Activity #1: JPEG -> PDF -> Microsoft Word in Adobe Acrobat Pro

This activity will help you familiarize yourself with the Adobe Acrobat Pro interface. The goal of this exercise will be to convert a scanned image into a PDF file, implement OCR, and then export the file as a Microsoft Word document.

Step 1: Import JPEG file

  1. Open Adobe Acrobat Pro (it should be on your desktop, or you can look through the programs on the window button in the lower left-hand corner).
  2. Once Adobe Acrobat Pro is open, the next step is to locate the document you would like to work with. For this activity, we will use document titled 'Activity #1- Pride & Prejudice', found in the Activity Document section of this page. Download the document.
  3. Return to Acrobat, and from the file menu select Create > PDF from File. Import the document you just downloaded.
  4. The image will be immediately converted into a non-editable PDF.

Step 2: Using OCR

  1. You will want to make a few tools visible on your navigation panel at the left of the screen:
    1. Go to View > Show/Hide > Navigation Panes > Order
    2. Go to View > Show/Hide > Navigation Panes > Content
      1. These two tools will let you tag your PDF and set a reading order
  2. On the right hand tools bar, click ‘Edit PDF’.
  3. Wait for Adobe to work its magic.
  4. You should now be able to highlight text, and use the edit tools. Play around with the 'Edit Text & Images' tools to familiarize yourself with them.
    1. If you want to create a reading order and tag structure on the page, be sure to click on at least one text box to ensure the text is registered
  5. Click “Close” button on the upper right to turn off editing
    1. You should now be able to highlight the text, but there will be extra bits from the marginal notes on the page
  6. Click on the icon for Order in the left sidebar (Four boxes with a “Z” connecting them)
    1. Click the Options menu (rectangle with two dots and dashes) and select Show reading order panel
      1. The reading order panel will open
    2. Click the “Clear Page Structure…” button at the bottom of the panel
    3. Click and drag on the page to draw a box over the text
      1. The selected text will then be surrounded by purple boxes
    4. Select what type of text this is in the PDF (a book or chapter title may be Heading 1 while the main body text will be Text/Paragraph)
  7. You can check your work by using Read Out Loud (View > Read Out Loud > Activate Read Out Loud) or by exporting it as a Microsoft Word Document

Step 3: Exporting as a Microsoft Word Document

  1. Once you have familiarized yourself with the Edit Text & Images and Reading Order tools, go to File > Export to.
  2. From the drop down list of options, choose Microsoft Word Document.
  3. Give your document a name and save.
  4. Give the program a few seconds to load, then go to your desktop and open up the document. Notice what did/did not translate correctly, and how time-intensive it would be to fix every oddity or mistake.

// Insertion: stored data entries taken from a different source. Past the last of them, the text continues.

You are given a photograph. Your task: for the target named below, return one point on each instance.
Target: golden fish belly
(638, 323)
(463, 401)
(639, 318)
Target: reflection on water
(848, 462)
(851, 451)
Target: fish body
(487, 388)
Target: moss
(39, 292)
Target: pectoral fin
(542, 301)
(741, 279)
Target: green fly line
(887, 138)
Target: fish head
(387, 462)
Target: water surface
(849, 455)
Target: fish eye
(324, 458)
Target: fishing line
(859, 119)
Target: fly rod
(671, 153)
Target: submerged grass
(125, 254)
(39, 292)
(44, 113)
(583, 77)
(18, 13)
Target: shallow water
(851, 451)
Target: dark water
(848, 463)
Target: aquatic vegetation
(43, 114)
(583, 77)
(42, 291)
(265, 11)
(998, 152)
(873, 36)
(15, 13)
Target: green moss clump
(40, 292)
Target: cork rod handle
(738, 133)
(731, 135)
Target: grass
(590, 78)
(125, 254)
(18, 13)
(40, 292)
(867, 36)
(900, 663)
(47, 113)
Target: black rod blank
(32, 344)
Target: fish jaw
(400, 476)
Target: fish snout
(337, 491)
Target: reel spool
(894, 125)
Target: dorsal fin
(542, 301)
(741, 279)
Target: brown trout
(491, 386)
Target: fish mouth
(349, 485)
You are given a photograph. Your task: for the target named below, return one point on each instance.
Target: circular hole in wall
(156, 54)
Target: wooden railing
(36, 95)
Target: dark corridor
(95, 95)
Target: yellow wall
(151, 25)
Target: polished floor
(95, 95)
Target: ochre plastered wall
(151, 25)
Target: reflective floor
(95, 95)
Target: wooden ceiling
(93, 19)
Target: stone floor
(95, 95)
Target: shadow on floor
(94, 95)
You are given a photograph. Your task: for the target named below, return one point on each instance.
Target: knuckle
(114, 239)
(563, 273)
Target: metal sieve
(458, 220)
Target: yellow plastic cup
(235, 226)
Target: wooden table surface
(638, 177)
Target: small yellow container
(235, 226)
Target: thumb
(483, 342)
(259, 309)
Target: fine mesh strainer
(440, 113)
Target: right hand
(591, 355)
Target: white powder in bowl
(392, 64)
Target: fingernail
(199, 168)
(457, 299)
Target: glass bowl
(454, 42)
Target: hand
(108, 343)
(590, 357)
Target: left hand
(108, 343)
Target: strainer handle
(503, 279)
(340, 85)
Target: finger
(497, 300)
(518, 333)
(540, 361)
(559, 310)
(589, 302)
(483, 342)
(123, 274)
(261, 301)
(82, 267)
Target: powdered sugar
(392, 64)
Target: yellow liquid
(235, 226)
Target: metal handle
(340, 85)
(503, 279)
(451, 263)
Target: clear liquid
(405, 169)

Activity #2: Using OCR on Multiple Files at Once in Adobe Acrobat Pro

This activity will show you one of Adobe Acrobat Pro's most useful features, the ability to use OCR on multiple files at once.

Step 1: Downloading Files

  1. Adobe Acrobat Pro can use this feature on multiple file types, including PDFs, JPEGs, PNGs, etc.. For this activity, download the 'Activity #2- Sense & Sensibility' zip file in the Documents section on the top of this page.
  2. Once you download the file, unzip it simply by opening it up. Inside should be three PNG files, named 1, 2, and 3.
  3. Create a new folder in your documents with the name Activity #2.
  4. Move the three PNG files to the Activity #2 folder.
    1. HINT: This is an important step because Adobe Acrobat Pro cannot use files located in zip files.

Step 2: Importing Files into Adobe Acrobat Pro

  1. Open Adobe Acrobat Pro go to the ‘Tools’ tab.
  2. Choose the ‘Create PDF’ option, then click the 'Combine Files into a Single PDF’.
  3. Add files then press 'Combine'. When the files are uploaded, select 'Edit Text'.
  4. Save files as a PDF in the same folder.